Friday, April 16, 2004

RACE DOES NOT EXIST -- EXCEPT WHEN IT DOES

In his review of a recent scientific book on the genetics of race, Paul Gross (University Professor of Life Sciences, emeritus, at the University of Virginia) makes the amusing point that good Leftists everywhere deny the existence of race and then promptly set about using race to give preference to certain individuals ("affirmative action"). So Leftists base passionately held policies on something that does not exist! Sounds typical. A few excerpts from the review:

“Race” is a word used widely and traditionally in biology to identify subpopulations within a species, that is, varieties, extended families, fuzzy subsets of individuals of common descent, sets more or less differentiable one from the other by appearance and/or behavior. It is no surprise that races or recognizable varieties in other species turn out to be distinguishable—although not necessarily easily—at the level of genetics. To put this another way: obvious external differences among the races of a plant or animal species turn out to result from genetic differences, although those can sometimes be subtle. But of course this must be so! For a race or variety to persist in time, its obvious distinguishing traits must be to some significant extent heritable.
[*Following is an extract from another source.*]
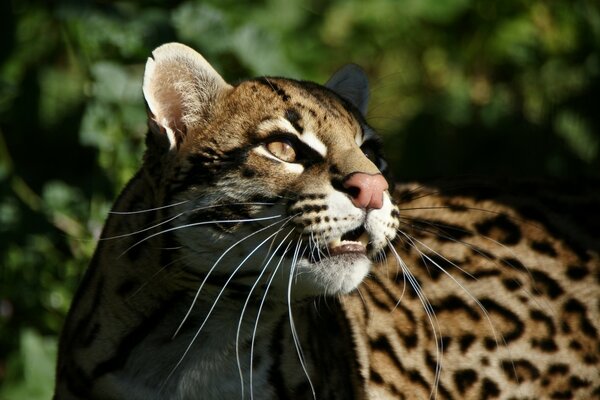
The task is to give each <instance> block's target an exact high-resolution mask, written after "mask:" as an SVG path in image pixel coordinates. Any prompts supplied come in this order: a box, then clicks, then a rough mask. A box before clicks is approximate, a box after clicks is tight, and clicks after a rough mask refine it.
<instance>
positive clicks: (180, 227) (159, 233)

And if heritable, the traits must reside ultimately in genes (or more likely) in combinations of genes. “Traits” are the products of gene sets —genomes—acting in particular environments over particular life histories.

The book’s title announces that Sarich and Miele recognize human group differences, and that however fuzzy these sets may be, they are still sufficiently stable as biological subpopulations, varieties, extended families, and “races” to be identified as such. Which word one uses doesn’t matter: the physical reality does. They argue that the recognition of group differences, of races, among humans is very ancient, a cognitive capability (i.e., not an invention of capitalism or colonialism, as is claimed by all politically correct commentators), of a piece with other category-making competences we share. The burden of the book’s central scientific sections is that those differences have a highly plausible evolutionary (and therefore genetic, biological) basis. Far from minimizing the significance of group differences, the relatively short history of our species implies that they must have been very strongly selected for in the several different environments in which our ancestors first flourished. None of which, as the authors insist (perhaps in vain) is any excuse for racism or racial discrimination.

It is an effort to define for the general reader, in broadest terms, those features of human genetics and anthropology testifying to a surprisingly recent origin of our lineage, but also to a long interval (before the present) of sufficient geographic separation of human subpopulations to have given rise to the currently recognizable races. The message is the opposite of typology: among the races of man, now that we can move freely over the planet and because we are a single species, able to interbreed, differences will become steadily less marked, the sets fuzzier. Eventually, in a distant future, they will disappear. Barring world-wide catastrophe, the prospects for re-segregation and new raciation are nil. But the differences acquired in our evolutionary history haven’t disappeared yet. I know of no other popular work that makes this scientific case so simply and places it so clearly in social context as Race.

The best summary of its conclusions is.. : Human subpopulations are “races”; they exist. They are familial subdivisions of the one species, Homo sapiens, to which we all belong.